Background: Although the treatment of schizophrenia, arguably one of the most devastating diseases today, has been immensely helped by the advent of second-generation antipsychotics, they have come at a considerable cost - the metabolic syndrome (MetS). This adverse effect has been described with several antipsychotics to range between 20%-60%, at least double the prevalence in the general population.
Methods: All consecutive patients with first episode schizophrenia at our referral psychiatric hospital were recruited in an extensive prospective randomized, double-blind controlled study including measures of waist circumference (WC), blood pressure (SBP/DBP), triglyceride (TGL), high-density lipoproteins (HDL) and fasting blood sugar (FBS) levels and randomized to receive either, haloperidol, olanzapine or risperidone. The prevalence of MetS was assessed based on two criteria- ATP IIIA and criteria of International Diabetes Federation (IDF). This was compared with a gender, age, exercise and diet matched healthy control group.

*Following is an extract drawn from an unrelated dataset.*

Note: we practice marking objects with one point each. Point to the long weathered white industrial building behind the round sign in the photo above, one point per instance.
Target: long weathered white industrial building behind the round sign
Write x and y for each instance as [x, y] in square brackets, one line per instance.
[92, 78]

Results: The analysis of 99 patients showed a prevalence of MetS as 10.1% and 18.2% as assessed by ATP IIIA and IDF criteria respectively. The prevalence of MetS in our sample of patients with schizophrenia is at least five times as high when compared to the matched healthy control group. Olanzapine had maximum prevalence of MetS at 20-25% followed by risperidone at 9-24% and haloperidol at 0-3%.
Discussion: Metabolic syndrome is highly prevalent among treated patients with first episode schizophrenia. Early monitoring of patients on atypical antipsychotics can possibly play an important role in early detection and hence prevention of the metabolic syndrome.